Lily-Mae Perry, now aged 11, was born with a hole in her diaphragm, which caused her heart and lungs to be squashed when she tried to breathe.
She was given just a 20 per cent chance of surviving her major operation but made an impressive recovery and joined her family in pursuing a passion for fell-walking.
Lily and her adventure-mad brother Tom (7) have now completed the national Three Peaks Challenge together, raising more than £2,000 for the hospital that saved Lily-Mae’s life.
Tom said: “My sister underwent an operation at just a couple of days old and was 72 hours long.
“With just a 20 per cent chance of survival, Lily-Mae recovered.
“Now we get to go to school together, swim, play and have an amazing, happy life.”
Lily-Mae said the challenge had been exhausting — but left her proud she could do it with her younger brother.
“It felt really good to raise such a big amount of money for the hospital and I am pleased that we did it — it was a great achievement,” she said.
“I am so proud of my brother for doing all three peaks — and I think he even did better than me in the end.”
The siblings, along with dad Craig Perry (44), of Hellaby and his best friend Andrew McCann, climbed up all three of the UK’s National Peaks – Ben Nevis in Scotland, Mount Snowdon in Wales and Scafell Pike in England – last month after having previously postponed the challenge due to Covid.
The four hiked 23 miles in just three days and left a personalised flag at the top of each peak.
They raised £2,310 for Sheffield Children’s Hospital, where Lily-Mae was treated as a baby.
Mum Hayley Perry (41), said her daughter was now fit and well, with doctors still astonished by how quickly she recovered.
Proud dad Craig added: “My kids are just remarkable.
“They climbed the tallest peaks in Scotland, England and Wales, camped out, carried their own gear and completed ascents and descents of 10,000 feet — all in just three days.
“We talk about children’s mental well-being and resilience, well these two have it oozing out of every pore. I am so proud of what they have achieved.”

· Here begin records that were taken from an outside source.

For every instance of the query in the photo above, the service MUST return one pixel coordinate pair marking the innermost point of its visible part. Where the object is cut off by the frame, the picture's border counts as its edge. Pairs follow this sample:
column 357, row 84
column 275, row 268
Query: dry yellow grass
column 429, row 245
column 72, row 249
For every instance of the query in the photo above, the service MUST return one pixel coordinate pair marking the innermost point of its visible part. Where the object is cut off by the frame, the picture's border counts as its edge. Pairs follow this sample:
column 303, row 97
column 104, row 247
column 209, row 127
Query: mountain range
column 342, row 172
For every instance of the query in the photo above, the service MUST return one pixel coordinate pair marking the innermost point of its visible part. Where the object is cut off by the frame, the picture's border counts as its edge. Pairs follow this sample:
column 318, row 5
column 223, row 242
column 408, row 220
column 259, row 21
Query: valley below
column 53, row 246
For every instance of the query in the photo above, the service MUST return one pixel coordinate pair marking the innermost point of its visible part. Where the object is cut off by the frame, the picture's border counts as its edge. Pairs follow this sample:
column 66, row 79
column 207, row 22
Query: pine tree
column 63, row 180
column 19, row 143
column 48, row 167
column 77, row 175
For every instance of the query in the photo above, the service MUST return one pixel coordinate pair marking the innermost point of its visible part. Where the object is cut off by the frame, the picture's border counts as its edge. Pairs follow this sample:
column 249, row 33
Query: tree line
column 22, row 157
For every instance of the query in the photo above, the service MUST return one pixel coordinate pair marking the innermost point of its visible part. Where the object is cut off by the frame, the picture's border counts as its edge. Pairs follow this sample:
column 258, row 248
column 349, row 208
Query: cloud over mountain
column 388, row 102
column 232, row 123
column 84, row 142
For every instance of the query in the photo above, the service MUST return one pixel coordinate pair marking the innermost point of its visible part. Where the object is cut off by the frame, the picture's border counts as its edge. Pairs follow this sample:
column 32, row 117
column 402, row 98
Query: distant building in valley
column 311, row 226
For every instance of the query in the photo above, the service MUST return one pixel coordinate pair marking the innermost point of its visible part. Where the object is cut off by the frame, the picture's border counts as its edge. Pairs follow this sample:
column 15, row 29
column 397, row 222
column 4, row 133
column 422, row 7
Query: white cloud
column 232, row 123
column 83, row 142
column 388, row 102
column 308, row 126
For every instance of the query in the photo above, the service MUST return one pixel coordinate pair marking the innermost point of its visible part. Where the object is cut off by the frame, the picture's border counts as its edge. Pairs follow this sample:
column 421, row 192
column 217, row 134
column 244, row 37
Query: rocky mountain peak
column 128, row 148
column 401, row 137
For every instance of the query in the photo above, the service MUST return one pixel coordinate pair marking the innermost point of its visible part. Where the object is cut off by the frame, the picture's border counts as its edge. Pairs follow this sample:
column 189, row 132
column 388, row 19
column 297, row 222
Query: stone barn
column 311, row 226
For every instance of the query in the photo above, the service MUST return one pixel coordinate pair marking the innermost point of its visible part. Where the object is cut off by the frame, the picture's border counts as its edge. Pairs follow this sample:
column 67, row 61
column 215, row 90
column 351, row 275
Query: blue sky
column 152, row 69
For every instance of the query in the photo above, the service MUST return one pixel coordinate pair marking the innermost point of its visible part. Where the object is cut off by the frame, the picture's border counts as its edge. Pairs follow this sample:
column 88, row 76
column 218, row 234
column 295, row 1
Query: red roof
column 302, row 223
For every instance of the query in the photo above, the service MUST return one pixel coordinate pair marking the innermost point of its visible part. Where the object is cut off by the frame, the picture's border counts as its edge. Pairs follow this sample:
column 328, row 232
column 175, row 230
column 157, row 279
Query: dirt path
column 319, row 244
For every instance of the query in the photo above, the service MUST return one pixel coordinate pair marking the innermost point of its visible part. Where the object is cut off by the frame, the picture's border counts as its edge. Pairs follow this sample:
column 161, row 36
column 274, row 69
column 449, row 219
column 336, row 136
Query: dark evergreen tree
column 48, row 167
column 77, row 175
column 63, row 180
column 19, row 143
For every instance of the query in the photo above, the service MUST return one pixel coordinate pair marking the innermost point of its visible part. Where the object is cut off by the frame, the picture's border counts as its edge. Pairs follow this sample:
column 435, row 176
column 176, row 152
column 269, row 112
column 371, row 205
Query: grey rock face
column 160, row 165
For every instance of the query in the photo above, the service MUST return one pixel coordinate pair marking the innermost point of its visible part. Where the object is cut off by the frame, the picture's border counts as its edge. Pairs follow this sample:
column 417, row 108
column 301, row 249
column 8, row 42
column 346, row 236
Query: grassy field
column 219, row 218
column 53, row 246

Tom added: “We wanted to raise money and awareness for the people who provided mummy and daddy with mountains of support when their world was turned upside down – and whose skills and dedication gave me a sibling who I admire and love to annoy.
“My sister climbing all three peaks wouldn’t have been possible without the skill and dedication of the doctors, nurses and surgeons at Sheffield Children’s Hospital.
“Lily had an amazing team of doctors and nurses who cared for her 24/7. They managed to fix something which was badly broken and saved her life.”
The Perry family said they wanted to thank everyone for all of their donations and support.